This month three security companies brought a challenge in the High Court against the Security Industry ERO regulating pay and conditions. They are LAS Security, Top Security, and Morbury. This was after a renewed ERO was already agreed and was waiting to be signed off on on Minister Damien English’s desk.
Security staff are one of a few types of work in the south which have an Employment Regulation Order in force. Employment Regulation Orders (EROs) set the terms, conditions and pay rates for a number of jobs in the south. Business owners have been challenging their constitutionality in the High Court recently.
Employers want to challenge the EROs which set higher than minimum employment standards. Their hope is that the High Court will say that their ERO is unconstitutional so that the wages and conditions can legally be lowered on their employees and weaken protections that trade unions have built up.
The High Court decided to examine the challenge this month, so they wrote an injunction to stop the agreed new version of the ERO from coming into force as a recent parliamentary question from Paul Murphy clarified. The improvements due to the workers are now on hold, and depending on the High Court decision. The improvements however modest may not be enacted for months.
Staff pay the cost to keep security company owners profiting
This last minute challenge by employers who are already squeezing their workers means the workers are stuck with the previous terms and conditions which everyone agreed were less than acceptable. And the Employment Regulation Order system is once again on trial.
The minimum terms for security operative staff need to improve now in order to counter the rising costs of housing, lowering of standards and access to services. Let’s not ignore the return of inflation and rising electricity costs. This hold by the High Court on very basic and long-awaited necessary improvements makes workers’ lives less predictable and more difficult to live. The objective of the owners’ challenge is of course not to protect the employer’s rights but to chance their workers’ arms to help them as security company owners build bigger profits. Profits which workers like these pay for with slow ‘invisible’ cuts as costs rise and wages go down in real terms.

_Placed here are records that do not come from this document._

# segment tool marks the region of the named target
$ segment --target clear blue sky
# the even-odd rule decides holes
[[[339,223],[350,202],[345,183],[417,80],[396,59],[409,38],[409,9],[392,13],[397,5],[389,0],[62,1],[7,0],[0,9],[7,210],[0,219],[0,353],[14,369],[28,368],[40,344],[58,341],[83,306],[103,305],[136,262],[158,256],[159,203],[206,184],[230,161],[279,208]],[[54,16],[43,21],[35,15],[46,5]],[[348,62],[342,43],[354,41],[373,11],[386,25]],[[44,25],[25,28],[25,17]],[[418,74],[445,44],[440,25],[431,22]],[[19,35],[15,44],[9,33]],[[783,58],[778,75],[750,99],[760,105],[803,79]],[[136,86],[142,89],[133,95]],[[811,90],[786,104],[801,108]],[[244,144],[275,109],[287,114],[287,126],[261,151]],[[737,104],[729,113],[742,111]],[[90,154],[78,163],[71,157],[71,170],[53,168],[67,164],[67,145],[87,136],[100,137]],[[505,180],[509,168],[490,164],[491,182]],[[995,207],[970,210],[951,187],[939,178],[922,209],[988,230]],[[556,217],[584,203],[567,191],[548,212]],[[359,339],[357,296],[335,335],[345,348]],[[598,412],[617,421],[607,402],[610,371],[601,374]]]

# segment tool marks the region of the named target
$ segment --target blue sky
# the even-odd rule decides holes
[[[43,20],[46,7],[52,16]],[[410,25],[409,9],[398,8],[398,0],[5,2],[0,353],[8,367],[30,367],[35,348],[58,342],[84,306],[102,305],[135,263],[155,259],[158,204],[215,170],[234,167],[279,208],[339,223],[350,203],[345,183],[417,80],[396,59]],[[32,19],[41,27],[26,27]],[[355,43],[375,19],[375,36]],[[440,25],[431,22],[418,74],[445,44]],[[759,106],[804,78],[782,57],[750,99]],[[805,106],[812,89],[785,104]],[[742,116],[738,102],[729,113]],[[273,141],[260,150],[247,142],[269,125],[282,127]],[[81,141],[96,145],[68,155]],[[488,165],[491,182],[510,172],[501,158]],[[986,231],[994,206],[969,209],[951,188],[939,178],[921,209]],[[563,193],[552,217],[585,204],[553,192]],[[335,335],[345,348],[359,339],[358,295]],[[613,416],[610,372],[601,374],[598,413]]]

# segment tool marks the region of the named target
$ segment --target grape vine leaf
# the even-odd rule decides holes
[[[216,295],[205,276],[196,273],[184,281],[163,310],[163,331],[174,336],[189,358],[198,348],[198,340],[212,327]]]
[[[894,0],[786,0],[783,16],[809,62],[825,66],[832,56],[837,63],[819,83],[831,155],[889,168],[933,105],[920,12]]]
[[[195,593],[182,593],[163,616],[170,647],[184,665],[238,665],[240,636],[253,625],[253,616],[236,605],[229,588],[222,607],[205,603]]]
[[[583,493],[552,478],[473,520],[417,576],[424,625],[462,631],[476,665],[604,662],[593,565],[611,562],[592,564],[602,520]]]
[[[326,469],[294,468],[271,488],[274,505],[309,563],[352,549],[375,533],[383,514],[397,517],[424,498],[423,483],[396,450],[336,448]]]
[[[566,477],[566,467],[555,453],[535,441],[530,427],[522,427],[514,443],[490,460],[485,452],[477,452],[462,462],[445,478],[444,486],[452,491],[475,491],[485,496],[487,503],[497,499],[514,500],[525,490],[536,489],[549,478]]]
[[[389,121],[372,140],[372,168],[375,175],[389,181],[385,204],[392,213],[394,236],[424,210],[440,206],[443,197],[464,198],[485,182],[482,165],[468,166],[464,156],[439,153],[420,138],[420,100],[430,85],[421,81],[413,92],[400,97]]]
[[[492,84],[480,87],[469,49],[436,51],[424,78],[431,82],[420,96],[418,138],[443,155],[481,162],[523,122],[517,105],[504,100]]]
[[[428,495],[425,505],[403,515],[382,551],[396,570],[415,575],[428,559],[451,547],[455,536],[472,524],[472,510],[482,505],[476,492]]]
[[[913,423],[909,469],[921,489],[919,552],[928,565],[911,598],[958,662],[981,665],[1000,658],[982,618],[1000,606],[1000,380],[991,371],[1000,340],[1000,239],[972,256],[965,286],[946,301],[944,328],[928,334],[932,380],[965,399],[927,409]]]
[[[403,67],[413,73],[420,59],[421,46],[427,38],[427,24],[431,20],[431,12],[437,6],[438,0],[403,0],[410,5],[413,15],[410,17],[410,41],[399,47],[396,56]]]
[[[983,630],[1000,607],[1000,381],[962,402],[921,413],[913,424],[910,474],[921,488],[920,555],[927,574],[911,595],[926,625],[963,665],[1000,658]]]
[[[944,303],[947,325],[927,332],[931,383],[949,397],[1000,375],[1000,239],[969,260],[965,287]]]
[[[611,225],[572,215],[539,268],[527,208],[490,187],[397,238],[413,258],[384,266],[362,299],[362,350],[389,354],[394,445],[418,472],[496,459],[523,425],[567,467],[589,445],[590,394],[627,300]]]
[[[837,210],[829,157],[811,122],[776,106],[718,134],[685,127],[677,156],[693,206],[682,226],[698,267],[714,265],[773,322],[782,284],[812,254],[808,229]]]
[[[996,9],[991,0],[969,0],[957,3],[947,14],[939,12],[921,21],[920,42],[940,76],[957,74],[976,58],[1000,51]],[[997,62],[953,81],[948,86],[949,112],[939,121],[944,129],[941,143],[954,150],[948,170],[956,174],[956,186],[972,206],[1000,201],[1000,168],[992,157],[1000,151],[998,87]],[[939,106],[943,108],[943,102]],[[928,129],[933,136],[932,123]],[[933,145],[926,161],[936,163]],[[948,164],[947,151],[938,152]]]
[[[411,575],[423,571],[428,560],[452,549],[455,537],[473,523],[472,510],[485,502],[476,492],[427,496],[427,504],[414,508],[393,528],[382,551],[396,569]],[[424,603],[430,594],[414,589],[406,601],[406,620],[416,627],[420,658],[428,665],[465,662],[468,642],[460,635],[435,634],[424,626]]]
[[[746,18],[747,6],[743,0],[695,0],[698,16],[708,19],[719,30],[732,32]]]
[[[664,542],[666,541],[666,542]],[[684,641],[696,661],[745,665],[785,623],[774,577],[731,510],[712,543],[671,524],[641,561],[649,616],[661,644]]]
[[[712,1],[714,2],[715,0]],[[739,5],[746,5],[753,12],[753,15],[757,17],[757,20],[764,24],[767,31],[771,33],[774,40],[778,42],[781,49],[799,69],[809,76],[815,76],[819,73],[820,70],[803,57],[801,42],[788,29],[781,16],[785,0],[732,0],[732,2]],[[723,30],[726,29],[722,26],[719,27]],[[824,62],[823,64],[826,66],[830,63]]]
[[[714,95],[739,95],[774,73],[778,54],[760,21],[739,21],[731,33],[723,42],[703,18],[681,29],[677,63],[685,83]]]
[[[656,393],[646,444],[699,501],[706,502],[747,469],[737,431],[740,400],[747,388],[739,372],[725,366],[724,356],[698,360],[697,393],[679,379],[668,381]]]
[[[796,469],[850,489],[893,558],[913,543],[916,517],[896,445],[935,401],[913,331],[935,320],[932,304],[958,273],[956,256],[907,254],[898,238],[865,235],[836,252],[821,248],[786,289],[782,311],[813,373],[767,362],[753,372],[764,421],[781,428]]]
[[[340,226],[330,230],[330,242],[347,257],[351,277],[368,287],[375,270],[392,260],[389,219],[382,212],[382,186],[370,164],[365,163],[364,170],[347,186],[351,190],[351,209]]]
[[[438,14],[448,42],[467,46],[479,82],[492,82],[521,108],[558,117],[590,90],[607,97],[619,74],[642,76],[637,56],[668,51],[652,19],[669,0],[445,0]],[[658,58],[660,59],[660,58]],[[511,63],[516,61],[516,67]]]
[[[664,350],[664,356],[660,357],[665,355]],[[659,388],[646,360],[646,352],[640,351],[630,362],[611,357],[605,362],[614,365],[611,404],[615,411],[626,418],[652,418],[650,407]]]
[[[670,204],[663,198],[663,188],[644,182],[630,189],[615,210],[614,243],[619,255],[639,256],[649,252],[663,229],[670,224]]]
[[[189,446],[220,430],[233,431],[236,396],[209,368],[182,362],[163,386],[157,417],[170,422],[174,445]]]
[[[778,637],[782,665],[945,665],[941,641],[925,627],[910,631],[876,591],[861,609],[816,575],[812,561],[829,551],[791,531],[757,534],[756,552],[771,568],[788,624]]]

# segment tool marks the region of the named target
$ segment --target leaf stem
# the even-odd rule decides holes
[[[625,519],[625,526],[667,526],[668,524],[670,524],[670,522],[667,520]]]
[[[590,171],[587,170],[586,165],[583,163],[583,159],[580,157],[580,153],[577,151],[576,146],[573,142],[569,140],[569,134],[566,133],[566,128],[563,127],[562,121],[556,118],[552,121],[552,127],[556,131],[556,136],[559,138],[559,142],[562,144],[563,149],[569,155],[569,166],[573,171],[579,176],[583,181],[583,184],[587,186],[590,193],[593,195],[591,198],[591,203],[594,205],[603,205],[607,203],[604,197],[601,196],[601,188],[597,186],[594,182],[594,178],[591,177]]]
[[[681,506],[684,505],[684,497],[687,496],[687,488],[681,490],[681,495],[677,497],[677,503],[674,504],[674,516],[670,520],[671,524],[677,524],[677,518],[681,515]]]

There are good guys and bad guys in this story. Bosses and workers will always fight over terms and conditions and who’s in charge of setting them. The way we push back as workers no matter what our job is by taking action in our trade unions and telling your fellow trade union members that the law isn’t enough. The law isn’t blind and won’t always be on your equally on your side and neither will the courts.
Remember this: at this moment when there is doubt in the High Court, it has sided with the employers (the powerful) not unions or employees. Workers may get their ERO approved in the end and they may get some of the agreed improvements but People Before Profit believes workers deserve much much more.
Government, courts, and the law: on whose side?
Government changes things for working people when it becomes inevitable that we will change them ourselves.
Think of the water charges and Repeal and Marriage Equality. People lead on these things. Ask anyone about data centres right now or Debenhams last year and you will hear government meeting with and protecting company owners/ corporations and while telling working people to stand in the cold and come in to be sacrificed.
Workers and people everywhere are fed up being the end of the queue for consideration from government. We need workers leading in their unions and pushing for more activity at every meeting. We need strong knowledgable workers being a constant voices for change in their unions and workplaces- and government.
We absolutely support the security staff in getting better terms and conditions. And whether the court finds in favour of keeping this ERO or not, SIPTU and their members working as security staff need to keep recruiting and organising in security and keeping an eye on building power for workers.